The Payroll of the Bilderbergers
Culture and Politics - Politics
Written by Douglas Wilson
Wednesday, 17 April 2013
The Boston bombing brings the whole question of terrorism front and
center again, and so it is worthwhile to discuss what the point of
terrorism is, considered as a tactic. In the case of the Boston
horror, we do not yet know which direction the tactic was pushing, but
we should make a point of knowing how such pushes are designed to work.
Terrorism aims at eliciting particular political responses from the
targeted society. Those responses would include weariness,
fragmentation, self-accusation, coddling of the perpetrating group, and
immediate politicization. It does not aim at creating a united
and angry response toward the perpetrators of the terrorism. If it were
to do that, it would be a failure as a tactic. This means that the
targeted society must be soft, not hard. Terrorism works only on
cultures that are adrift.
Just as angry dogs can smell fear, so the terrorist mind can smell
the presence of a society upon which such a tactic will work. When I was
a young man, there was no problem bringing your Bowie knife onto the
plane in your carry on. I remember when high-jackings were the new and
latest thing -- and before that, they weren't. The thing that protected
our planes before airport security was obviously not airport security --
it was a cultural security.
When a culture has not yet had a failure of nerve, the terrorists (who are always present somewhere) have to get up their
nerve to attempt the next outrageous thing. The Boston bombing signals a
move into our next chapter with this stuff. What is it that protects us
from terrorist attacks? It is not the TSA. It is not security.

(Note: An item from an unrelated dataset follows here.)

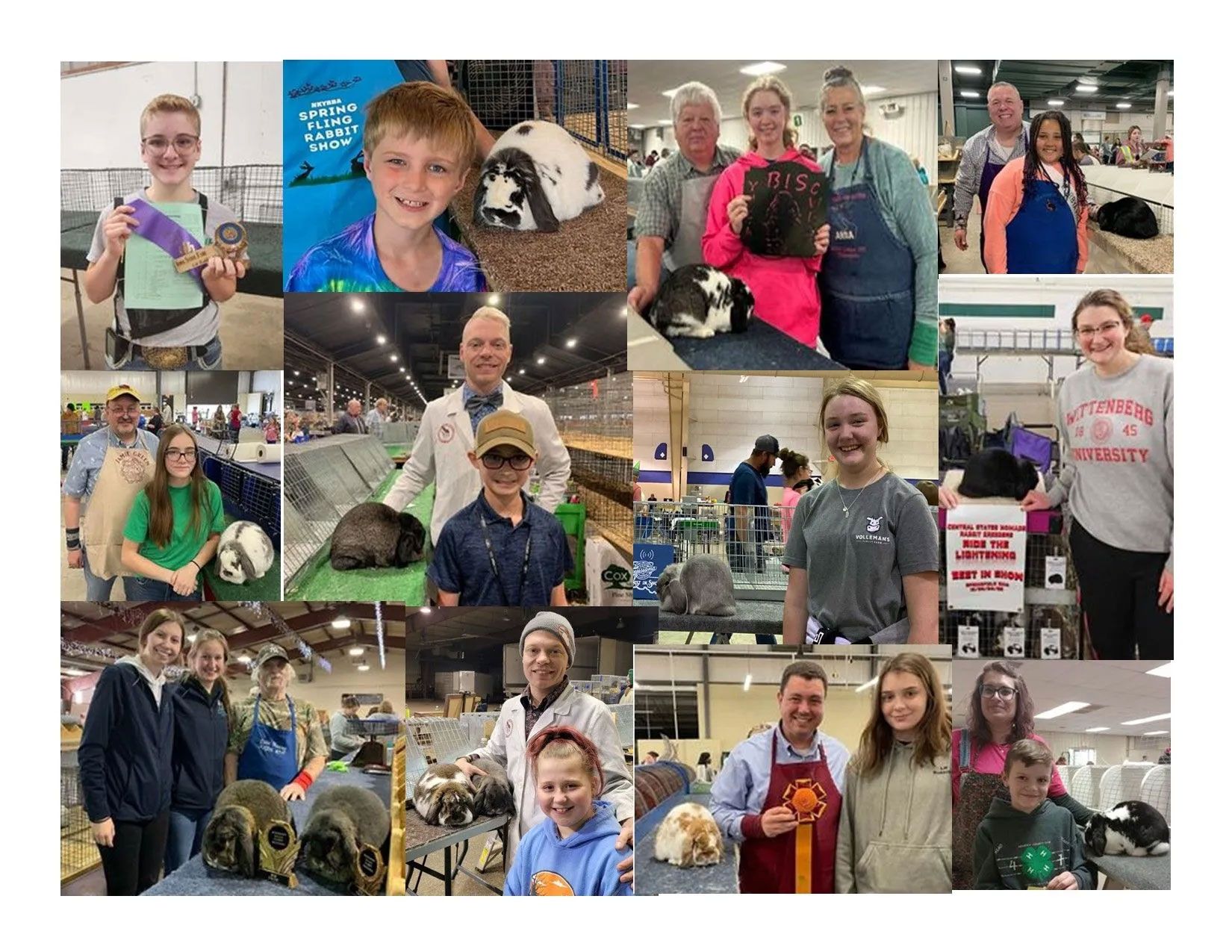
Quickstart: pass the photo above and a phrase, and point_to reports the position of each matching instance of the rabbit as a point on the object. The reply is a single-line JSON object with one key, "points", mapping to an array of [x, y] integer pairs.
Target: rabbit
{"points": [[699, 301], [444, 796], [494, 794], [242, 815], [244, 553], [373, 536], [1131, 828], [998, 473], [689, 836], [535, 178], [340, 821], [703, 585]]}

What is it that protects small town Friday night football games in
Alabama? It isn't security. How hard would it be to get a bomb into that
stadium? How hard would it be to get an explosive device into the mall
nearest you? In a free society, it would be, and will continue to be,
the easiest thing in the world. The only reason it hasn't happened yet
(although it is now starting to happen) is that the perpetrators don't
want to push too far or too hard -- if they get unified blowback, they
overplayed their hand. So this new era will likely be ushered in by
dribs and drabs.
But the early returns from the Boston bombing do represent just the
sort of thing that will encourage more of this. Politicians using the
bombing to justify gun control. Journalists hoping out loud that the
culprit, when found, will be a white tea partier named Earl, and not a
jihadist named Ahmed. Immediate political disunity. Conspiracy
speculations forming before the debris has finished falling out of the
sky. Alex Jones continuing on the payroll of the Bilderbergers.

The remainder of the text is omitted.